In 1997, the Company entered into a credit agreement with GE Capital Corporation
("GE") pursuant to which the Company has borrowed $5,500,000 for the purchase of
CoinBank component equipment, working capital and general corporate purposes.
The line is secured by a lien on certain of our Coinbank machines. As of August
31, 2000, there was approximately $2,574,000 of principal outstanding. Amounts
borrowed under this line bear interest at approximately 9.0% per annum, payable
over a period of 60 months, subject to certain pre-payment penalties. The
Company cannot borrow any further under this credit agreement. The Company is
required to make monthly payments of principal and interest on this line of
credit, currently approximately $120,000. In May, 2000, the Company negotiated a
modification of the payment terms and on June 29, 2000, obtained a waiver to be
in compliance with the payments terms. On September 29, 2000 the Company entered
into an agreement with GE to defer principal payments on the debt for twelve
(12) months and to defer interest payments for six (6) months. As part of this
Agreement, GE provided the Company with a waiver to be in compliance with all
payment terms. Both interest and principal will start amortizing upon completion
of a public stock offering, or after twelve months for the remainder of the
original term. As consideration for the extension, the Company and GE have
agreed to increase the principal portion of the loan by $500,000. If the Company
repays the loans in full within twelve (12) months, then $400,000 of the
$500,000 increase will be waived. The Company has agreed to give GE a lien on
all of the assets of the Company subject to any pre-existing liens, including
liens in favor of the debt holders from the January, 2000, private offering.
<PAGE>

PART II. OTHER INFORMATION

ITEM 1.  LEGAL PROCEEDINGS


     We have commenced a lawsuit against Geld Bearbeitungs Systeme GES.M.B.H.,
an Austrian entity which had been manufacturing certain of our CoinBank
machines. As previously described in our SEC Reports, we have a five year
licensing and manufacturing services agreement with Geld. We had previously
entered into a letter of intent to acquire Geld and certain disputes have arisen
regarding the acquisition and licensing agreements between the parties. We
instituted the suit to enforce certain licensing rights under our agreements and
to enforce the acquisition letter of intent. Although we believe, based upon
advice of our Austrian counsel, that we have a meritorious and strong claim,
there can be no assurance that we will be successful in our suit. Recently the
Austrian Courts awarded the Company a 10% ownership interest in Geld resulting
from a ruling adverse to one of its principals.

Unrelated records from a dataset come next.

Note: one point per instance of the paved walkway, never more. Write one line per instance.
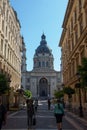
(45, 120)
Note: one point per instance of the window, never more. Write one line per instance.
(2, 45)
(76, 35)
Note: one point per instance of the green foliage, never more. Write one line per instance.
(69, 91)
(82, 70)
(58, 94)
(28, 94)
(3, 84)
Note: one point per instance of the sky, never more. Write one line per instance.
(37, 17)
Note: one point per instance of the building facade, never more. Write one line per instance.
(43, 79)
(10, 45)
(73, 45)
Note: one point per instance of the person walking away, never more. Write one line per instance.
(30, 112)
(49, 104)
(3, 114)
(59, 112)
(36, 104)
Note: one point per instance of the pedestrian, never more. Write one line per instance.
(30, 112)
(3, 114)
(36, 104)
(59, 112)
(49, 104)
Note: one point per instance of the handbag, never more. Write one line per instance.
(34, 120)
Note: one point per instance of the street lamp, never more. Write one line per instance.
(78, 85)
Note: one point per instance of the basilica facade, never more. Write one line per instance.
(43, 80)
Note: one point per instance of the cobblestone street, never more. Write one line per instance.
(45, 120)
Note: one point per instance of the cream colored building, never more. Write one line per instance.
(42, 80)
(73, 45)
(10, 44)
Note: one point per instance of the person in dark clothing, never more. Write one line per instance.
(30, 112)
(59, 112)
(3, 114)
(49, 104)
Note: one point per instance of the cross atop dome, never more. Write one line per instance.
(43, 36)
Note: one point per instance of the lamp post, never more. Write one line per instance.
(78, 85)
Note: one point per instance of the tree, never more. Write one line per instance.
(69, 91)
(27, 94)
(82, 70)
(4, 86)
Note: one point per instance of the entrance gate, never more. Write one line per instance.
(43, 87)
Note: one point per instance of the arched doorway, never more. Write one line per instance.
(43, 87)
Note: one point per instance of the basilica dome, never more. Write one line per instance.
(43, 47)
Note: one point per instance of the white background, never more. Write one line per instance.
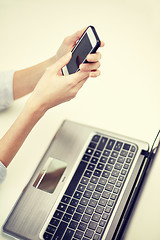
(124, 99)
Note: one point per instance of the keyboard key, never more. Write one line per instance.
(96, 217)
(80, 209)
(112, 161)
(118, 166)
(103, 202)
(94, 160)
(110, 144)
(74, 202)
(89, 151)
(99, 230)
(103, 181)
(116, 190)
(128, 160)
(106, 153)
(85, 180)
(108, 167)
(87, 173)
(99, 188)
(92, 145)
(54, 222)
(89, 233)
(110, 203)
(133, 149)
(115, 173)
(68, 234)
(76, 178)
(112, 180)
(77, 195)
(84, 201)
(47, 236)
(91, 187)
(67, 217)
(121, 160)
(82, 226)
(73, 224)
(97, 173)
(96, 195)
(86, 157)
(105, 216)
(51, 229)
(81, 187)
(62, 206)
(94, 180)
(92, 225)
(89, 210)
(91, 167)
(70, 210)
(106, 194)
(100, 166)
(78, 234)
(130, 155)
(124, 153)
(87, 194)
(118, 146)
(108, 209)
(123, 172)
(105, 174)
(58, 214)
(126, 166)
(118, 184)
(96, 237)
(114, 154)
(92, 203)
(109, 187)
(97, 154)
(77, 216)
(103, 159)
(86, 218)
(102, 143)
(60, 231)
(126, 146)
(96, 138)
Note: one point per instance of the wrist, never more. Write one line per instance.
(34, 109)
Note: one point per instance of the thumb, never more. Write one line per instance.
(63, 61)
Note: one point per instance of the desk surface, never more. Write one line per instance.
(124, 99)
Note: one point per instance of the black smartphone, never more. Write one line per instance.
(88, 43)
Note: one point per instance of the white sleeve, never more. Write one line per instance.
(6, 89)
(3, 172)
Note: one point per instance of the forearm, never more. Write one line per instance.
(24, 81)
(16, 135)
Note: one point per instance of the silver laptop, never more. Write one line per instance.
(83, 188)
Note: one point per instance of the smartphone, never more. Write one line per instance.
(88, 43)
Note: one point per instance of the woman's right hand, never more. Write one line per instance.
(53, 88)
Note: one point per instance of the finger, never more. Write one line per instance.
(61, 63)
(89, 66)
(102, 44)
(78, 76)
(94, 57)
(95, 73)
(72, 39)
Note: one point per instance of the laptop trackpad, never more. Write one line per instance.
(50, 175)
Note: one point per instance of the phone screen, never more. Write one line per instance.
(79, 55)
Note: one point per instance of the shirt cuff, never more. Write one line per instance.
(6, 89)
(3, 172)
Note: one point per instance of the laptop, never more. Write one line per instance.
(83, 188)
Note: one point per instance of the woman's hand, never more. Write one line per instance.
(53, 88)
(93, 59)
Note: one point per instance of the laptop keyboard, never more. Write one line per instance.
(88, 202)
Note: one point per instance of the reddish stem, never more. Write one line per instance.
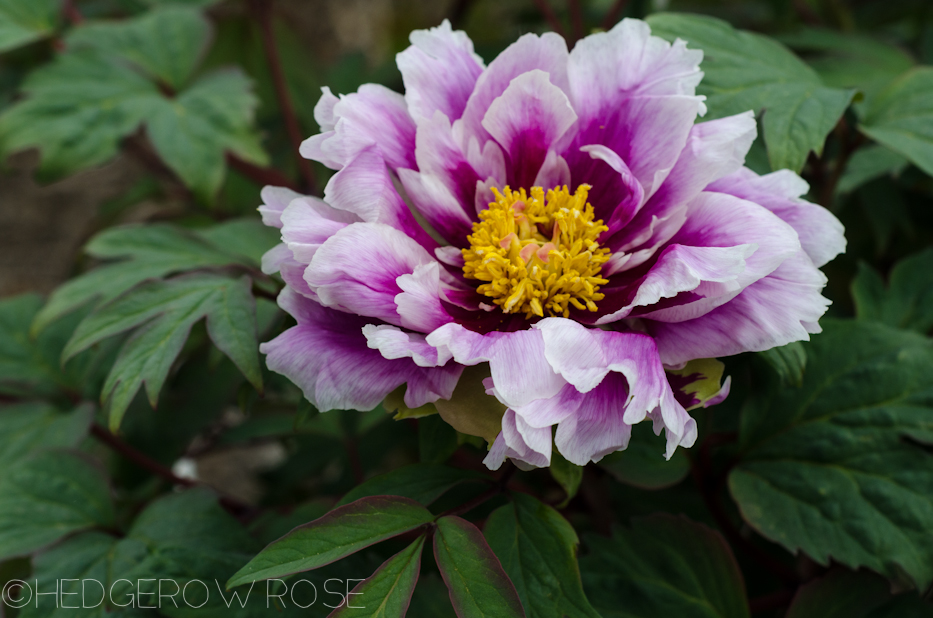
(548, 13)
(263, 11)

     The Company has negotiated an agreement with Tecwings Industrialisierung
und Electronickproduktion GmbH for the continued manufacturing of CoinBank
machines.

     On September 22, 2000, CoinBank was served with a complaint stating that
Shaw's Supermarkets has filed a lawsuit (Shaw's Supermarkets, Inc. v. Cash
Technologies, Inc., CoinBank Automated Systems Inc. United States District
Court, District of Massachusetts) against the Company claiming breach of
contract and damages. The Company had been placing Coinbank machines in Shaw's
locations in New England and had been negotiating a settlement and termination
agreement with Shaw's to terminate the CoinBank machine placements in light of
the Company's decision to exit the free placement business. Shaw's is claiming
damages in excess of $75,000, and additional damages for contract termination
fees. The Company believes that the amount owed is about $55,000 and has accrued
for the liability. Furthermore, the Company has potential claims against Shaw's
for damages to the machines. The Company intends to defend itself in the suit.
There can be no assurance that the Company will be successful in the defense.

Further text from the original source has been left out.